Выбрать главу

Для Ласкариса сумма была умеренной, к тому же платить предстояло только половину — вторую составляли его собственные запланированные расходы, получалось всего-то расходов на чемодан-другой кокаина. Он попросил Анастасия об этом не думать, расходы новая администрация возьмет на себя.

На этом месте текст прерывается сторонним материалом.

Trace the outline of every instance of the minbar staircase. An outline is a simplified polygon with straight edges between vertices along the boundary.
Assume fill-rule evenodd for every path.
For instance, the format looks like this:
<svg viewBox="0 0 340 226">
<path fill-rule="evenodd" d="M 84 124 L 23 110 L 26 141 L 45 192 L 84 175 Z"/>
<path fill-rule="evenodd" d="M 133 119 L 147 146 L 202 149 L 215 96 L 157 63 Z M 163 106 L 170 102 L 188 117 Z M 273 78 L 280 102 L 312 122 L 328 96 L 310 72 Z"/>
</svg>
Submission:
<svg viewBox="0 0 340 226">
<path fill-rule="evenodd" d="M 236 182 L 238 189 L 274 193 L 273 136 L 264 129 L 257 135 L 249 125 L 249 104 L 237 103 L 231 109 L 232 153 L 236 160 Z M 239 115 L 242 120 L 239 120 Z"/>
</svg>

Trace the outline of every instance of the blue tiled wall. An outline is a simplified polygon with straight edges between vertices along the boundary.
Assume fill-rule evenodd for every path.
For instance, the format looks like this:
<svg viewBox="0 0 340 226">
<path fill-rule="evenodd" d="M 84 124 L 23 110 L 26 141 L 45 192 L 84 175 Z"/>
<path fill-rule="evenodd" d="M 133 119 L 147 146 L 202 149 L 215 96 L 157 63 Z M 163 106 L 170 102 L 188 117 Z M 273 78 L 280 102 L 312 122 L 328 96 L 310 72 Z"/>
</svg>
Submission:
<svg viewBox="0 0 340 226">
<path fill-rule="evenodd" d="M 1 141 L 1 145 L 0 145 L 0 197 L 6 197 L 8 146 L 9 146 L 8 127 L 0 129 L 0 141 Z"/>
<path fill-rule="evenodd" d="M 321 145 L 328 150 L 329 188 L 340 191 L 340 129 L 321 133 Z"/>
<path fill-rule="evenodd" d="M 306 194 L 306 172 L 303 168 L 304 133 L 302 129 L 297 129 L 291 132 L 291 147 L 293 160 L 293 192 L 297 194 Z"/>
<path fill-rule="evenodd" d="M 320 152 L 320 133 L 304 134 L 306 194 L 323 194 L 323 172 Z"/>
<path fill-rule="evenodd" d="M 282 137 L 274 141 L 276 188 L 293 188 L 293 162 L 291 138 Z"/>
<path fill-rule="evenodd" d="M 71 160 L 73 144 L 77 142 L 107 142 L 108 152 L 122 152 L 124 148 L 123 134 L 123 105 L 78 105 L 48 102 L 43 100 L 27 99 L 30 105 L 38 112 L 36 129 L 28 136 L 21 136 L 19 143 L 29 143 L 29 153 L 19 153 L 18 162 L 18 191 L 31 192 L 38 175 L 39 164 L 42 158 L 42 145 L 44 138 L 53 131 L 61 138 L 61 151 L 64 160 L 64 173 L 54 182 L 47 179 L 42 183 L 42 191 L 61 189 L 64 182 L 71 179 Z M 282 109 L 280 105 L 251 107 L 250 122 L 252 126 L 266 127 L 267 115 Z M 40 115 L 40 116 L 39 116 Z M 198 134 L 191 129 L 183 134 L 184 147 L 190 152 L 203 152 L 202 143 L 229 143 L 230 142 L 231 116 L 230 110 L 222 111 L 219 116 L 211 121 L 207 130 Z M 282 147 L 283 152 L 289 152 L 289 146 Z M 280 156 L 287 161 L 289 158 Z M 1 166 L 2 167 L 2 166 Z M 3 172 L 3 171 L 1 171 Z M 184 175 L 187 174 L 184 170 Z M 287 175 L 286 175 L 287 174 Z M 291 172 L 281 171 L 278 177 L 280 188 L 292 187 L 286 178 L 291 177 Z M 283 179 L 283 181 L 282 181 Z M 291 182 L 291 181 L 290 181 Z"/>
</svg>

Анастасий поинтересовался — какая такая новая администрация и не может ли он быть ей представлен? Византиец ответил, что отчасти может, и с новым комендантом Кремля будет легче всего познакомиться, посмотрев вон в то венецианское зеркало у окна. Анастасий шутку не оценил и прямо заявил, что верен своему царю. Ласкарис не зря был и византийцем, и наркобароном: никто от скромного чиновника и не думал требовать изменить присяге. Предлагалось лишь взять на себя приведение в порядок столичного оплота, ремонт, уборку, обеспечение функционирования текущих служб, да и все. В общем-то Анастасий, собиравшийся идти на плаху, был растерян, потому как «быть на хозяйстве» он за много лет полностью привык, а тут ему новая власть предлагала заниматься тем же самым. Хорош он будет, если к возвращению законного царя Кремль так и останется разгромлен?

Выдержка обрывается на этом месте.